2-8 ottobre 2017

International Babywearing Week 2017 

 

Il BABYWEARING, portare addosso i propri bambini, si inserisce tra le pratiche di accudimento naturali, in grado di apportare molti benefici, primo fra tutti AIUTARE LA MAMMA A NON SCLERARE !!!

 

Portare addosso il proprio bebè,  come mezzo di trasporto, offre numerosi vantaggi pratici.

Spostarsi con un bambino piccolo può diventare un’impresa stressante!

Le città sono piene di barriere architettoniche e i luoghi pubblici non sono progettati per una mamma e il suo bambino: avete mai provato a fare la pipì in un luogo pubblico, da sole, con il vostro neonato al seguito? Non vale rispondere si, se siete all’Ikea.

Avere il proprio bimbo legato addosso vuol dire non doverlo mai lasciare da solo, nemmeno per un secondo, in un luogo non sicuro.

 

Con il proprio bimbo legato addosso si hanno entrambe le mani libere, per tenere un ombrello o la mano di un altro bimbo, o il guinzaglio del cane.

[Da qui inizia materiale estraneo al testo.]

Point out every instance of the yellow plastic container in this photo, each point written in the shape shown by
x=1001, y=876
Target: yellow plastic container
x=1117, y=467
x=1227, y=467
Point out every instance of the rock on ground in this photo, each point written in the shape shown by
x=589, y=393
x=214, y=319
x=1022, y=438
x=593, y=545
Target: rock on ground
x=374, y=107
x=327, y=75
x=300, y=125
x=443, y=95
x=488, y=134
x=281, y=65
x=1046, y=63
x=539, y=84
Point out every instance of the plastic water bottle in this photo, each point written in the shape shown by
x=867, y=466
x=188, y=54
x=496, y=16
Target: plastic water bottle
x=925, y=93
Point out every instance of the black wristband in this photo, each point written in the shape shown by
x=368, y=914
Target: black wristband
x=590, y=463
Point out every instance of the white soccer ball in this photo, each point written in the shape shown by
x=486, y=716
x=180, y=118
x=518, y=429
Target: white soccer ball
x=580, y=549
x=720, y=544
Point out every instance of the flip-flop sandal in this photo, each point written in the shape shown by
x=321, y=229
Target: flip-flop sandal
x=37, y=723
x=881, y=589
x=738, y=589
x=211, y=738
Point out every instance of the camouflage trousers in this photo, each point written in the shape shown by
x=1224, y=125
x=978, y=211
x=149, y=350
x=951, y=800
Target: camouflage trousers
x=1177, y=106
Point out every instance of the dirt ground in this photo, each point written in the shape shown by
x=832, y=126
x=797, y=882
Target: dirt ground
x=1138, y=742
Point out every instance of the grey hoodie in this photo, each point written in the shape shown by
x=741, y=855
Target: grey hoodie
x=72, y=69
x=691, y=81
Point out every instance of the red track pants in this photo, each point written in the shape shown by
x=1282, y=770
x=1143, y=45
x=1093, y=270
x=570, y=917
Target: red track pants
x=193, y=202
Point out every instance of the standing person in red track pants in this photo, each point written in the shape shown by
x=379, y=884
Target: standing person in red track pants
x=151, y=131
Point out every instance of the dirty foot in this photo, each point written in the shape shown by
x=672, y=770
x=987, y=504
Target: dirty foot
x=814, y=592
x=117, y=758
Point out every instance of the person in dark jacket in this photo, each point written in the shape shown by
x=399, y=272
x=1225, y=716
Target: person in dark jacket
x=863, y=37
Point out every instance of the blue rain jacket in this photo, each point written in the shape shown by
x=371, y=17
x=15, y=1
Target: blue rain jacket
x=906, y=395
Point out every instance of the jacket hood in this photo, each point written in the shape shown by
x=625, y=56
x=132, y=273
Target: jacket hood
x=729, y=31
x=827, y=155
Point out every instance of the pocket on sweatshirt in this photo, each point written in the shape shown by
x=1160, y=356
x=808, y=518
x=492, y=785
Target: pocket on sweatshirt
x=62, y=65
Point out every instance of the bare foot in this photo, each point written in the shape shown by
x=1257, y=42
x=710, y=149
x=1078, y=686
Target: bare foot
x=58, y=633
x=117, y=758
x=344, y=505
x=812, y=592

Si può andare a fare la spesa o una passeggiata, in qualsiasi tipo di ambiente e con qualsiasi tipo di clima, sapendo che il bimbo sarà termoregolato dal contatto corporeo.

Il babywearing, però, non è solo “tras-portare”, ma una pratica di accudimento propria della nostra specie e comune a tutte le culture.

E’ un aiuto per la mamma a vivere gradatamente il passaggio tra il pancione e la relazione con il nuovo essere vivente “fuori da sé”.

Il contatto continuo, favorisce, infatti, la produzione dell’ossitocina, ormone fondamentale per l’allattamento, regolatore del tono dell’umore e alla base della creazione del legame di attaccamento.

La dipendenza assoluta del neonato, richiede energie continue: è un  lavoro da “contenitore” a tempo infinito.

Attraverso il babywearing questo compito può essere espletato in modo “automatico” e naturale, : il bambino viene contenuto e rassicurato semplicemente stando addosso alla mamma o al papà, attraverso il contatto, l’olfatto, il dondolio verticale e il dialogo tonico che si instaura.

La neomamma può ritrovare spazi per se stessa, senza dover per forza scegliere se rispondere ad un proprio bisogno, o al bisogno che il suo bambino ha di lei: perciò questo modo di accudire, è un’ottima prevenzione del baby blues.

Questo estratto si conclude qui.